3) Comment surgit le standard ?

À quel moment l'expérience inventée par Freud est-elle devenue un standard ? C'est en 1901 que culmine ce que Freud appellera quelques années plus tard "son splendide isolement". Jusque-là il comptait seulement avec Fliess et quelques interlocuteurs occasionnels. Il avait consolidé, selon Jones, une de ses caractéristiques: son indépendance à l'égard de l'opinion des autres. Paradoxalement, il lui était nécessaire de transmettre son expérience, soit dans l'échange spontané tel que nous l'ont transmis ses biographes, ou plus systématiquement dans les minutes du groupe du "Mercredi soir" (automne 1902), où se sont installées les bases de ce qui postérieurement deviendra l'édifice institutionnel de la psychanalyse.

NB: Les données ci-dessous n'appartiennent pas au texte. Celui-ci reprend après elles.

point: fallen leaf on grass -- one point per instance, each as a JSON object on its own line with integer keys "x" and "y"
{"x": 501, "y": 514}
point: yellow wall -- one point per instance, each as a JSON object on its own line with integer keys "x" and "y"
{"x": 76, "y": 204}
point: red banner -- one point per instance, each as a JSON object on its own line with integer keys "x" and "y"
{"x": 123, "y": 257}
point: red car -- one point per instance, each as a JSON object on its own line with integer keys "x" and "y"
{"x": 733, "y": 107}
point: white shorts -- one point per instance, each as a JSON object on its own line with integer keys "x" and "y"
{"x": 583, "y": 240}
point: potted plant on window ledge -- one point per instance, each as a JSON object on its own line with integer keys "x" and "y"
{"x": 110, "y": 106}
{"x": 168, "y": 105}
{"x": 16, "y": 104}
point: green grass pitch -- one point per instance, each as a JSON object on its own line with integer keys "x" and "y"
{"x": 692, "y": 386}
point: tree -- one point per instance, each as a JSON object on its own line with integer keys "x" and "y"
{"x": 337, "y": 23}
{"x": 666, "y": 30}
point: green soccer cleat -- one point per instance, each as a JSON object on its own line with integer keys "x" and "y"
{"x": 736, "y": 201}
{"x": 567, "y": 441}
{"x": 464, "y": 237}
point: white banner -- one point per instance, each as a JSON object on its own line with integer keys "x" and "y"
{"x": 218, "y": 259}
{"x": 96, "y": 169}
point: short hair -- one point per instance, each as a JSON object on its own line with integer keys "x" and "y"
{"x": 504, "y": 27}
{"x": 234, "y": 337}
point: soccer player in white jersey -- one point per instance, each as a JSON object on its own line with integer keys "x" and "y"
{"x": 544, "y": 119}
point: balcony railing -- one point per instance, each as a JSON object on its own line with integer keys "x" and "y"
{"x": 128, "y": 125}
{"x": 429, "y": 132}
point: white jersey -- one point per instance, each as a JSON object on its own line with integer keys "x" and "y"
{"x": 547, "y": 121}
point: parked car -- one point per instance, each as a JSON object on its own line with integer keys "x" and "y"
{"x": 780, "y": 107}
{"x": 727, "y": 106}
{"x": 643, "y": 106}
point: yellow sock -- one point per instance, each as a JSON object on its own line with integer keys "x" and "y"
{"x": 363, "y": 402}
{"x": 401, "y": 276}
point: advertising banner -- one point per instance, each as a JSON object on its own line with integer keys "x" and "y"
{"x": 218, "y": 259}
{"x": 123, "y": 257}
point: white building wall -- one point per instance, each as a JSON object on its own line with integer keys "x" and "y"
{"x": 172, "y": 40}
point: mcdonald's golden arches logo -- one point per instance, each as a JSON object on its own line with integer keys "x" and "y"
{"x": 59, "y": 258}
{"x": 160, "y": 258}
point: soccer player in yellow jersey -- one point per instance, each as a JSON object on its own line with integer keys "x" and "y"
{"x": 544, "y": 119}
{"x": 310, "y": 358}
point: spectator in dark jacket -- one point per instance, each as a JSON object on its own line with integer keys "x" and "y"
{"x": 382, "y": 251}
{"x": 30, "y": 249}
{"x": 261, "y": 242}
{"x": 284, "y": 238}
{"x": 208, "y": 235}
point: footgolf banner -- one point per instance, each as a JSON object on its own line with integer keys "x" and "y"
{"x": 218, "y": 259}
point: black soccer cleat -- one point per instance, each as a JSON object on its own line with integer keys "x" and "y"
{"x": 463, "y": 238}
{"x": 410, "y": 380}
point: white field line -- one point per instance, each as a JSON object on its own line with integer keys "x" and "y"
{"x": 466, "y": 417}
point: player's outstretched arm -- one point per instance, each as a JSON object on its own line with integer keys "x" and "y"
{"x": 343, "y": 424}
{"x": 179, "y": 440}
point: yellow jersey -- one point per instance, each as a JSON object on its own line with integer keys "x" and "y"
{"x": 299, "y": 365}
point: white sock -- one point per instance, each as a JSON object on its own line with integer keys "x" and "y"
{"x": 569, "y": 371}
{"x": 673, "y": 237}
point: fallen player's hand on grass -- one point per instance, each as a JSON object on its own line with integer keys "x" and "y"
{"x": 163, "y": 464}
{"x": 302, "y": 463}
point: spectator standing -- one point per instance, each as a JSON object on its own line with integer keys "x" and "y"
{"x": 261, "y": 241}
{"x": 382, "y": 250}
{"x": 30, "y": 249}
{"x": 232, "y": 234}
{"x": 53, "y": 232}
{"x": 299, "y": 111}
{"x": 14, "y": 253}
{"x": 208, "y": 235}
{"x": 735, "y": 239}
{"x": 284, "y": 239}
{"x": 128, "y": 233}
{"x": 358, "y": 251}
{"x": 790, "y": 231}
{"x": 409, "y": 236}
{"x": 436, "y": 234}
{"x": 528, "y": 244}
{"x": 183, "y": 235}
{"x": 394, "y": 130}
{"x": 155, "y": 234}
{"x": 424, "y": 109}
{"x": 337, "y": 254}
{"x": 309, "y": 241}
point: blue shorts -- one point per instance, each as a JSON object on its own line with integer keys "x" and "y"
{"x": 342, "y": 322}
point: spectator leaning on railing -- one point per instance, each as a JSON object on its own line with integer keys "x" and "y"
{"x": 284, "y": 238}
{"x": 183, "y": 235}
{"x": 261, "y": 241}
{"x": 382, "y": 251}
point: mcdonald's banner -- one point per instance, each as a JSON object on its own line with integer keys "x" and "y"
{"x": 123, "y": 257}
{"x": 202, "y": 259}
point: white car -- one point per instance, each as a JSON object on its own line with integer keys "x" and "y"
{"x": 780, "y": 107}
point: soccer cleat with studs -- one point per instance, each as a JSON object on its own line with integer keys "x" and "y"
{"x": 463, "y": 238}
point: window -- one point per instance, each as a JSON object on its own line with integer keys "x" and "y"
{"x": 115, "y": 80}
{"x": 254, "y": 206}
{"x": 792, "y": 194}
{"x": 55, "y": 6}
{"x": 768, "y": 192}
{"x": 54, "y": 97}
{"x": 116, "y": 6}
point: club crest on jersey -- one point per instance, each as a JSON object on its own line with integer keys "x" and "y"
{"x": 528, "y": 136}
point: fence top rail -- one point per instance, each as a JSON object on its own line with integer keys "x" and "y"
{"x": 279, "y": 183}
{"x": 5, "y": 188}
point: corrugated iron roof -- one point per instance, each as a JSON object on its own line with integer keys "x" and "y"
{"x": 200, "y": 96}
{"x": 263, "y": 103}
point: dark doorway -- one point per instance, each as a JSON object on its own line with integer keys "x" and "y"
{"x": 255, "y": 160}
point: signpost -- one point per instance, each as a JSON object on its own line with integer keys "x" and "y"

Cette première Société apparaît sous un mode informel, quand un certain nombre de jeunes médecins se sont rapprochés de lui, avec le propos déclaré d'apprendre, de pratiquer et de diffuser la psychanalyse. Ce qui devait constituer "l'époque de la jeunesse", a été signalé dès son origine par des différences très marquées entre ses membres, ceux de Vienne et ceux de Suisse ; à ceux-ci a été réservé, selon les termes même de Freud, le qualificatif: "les plus intéressants". C'est dans ce contexte et dans un cadre sans aucun formalisme, que s'est réalisé la première analyse didactique, en automne 1909. C'est Max Eitingon, premier analyste suisse, qui, motivé par l'enseignement de Freud, le consulte à propos de la cure de ses patients. Des séances peu conventionnelles, des promenades dans Vienne, ont constitué l'antécédent de ce que, en 1923, on appellera "l'analyse didactique".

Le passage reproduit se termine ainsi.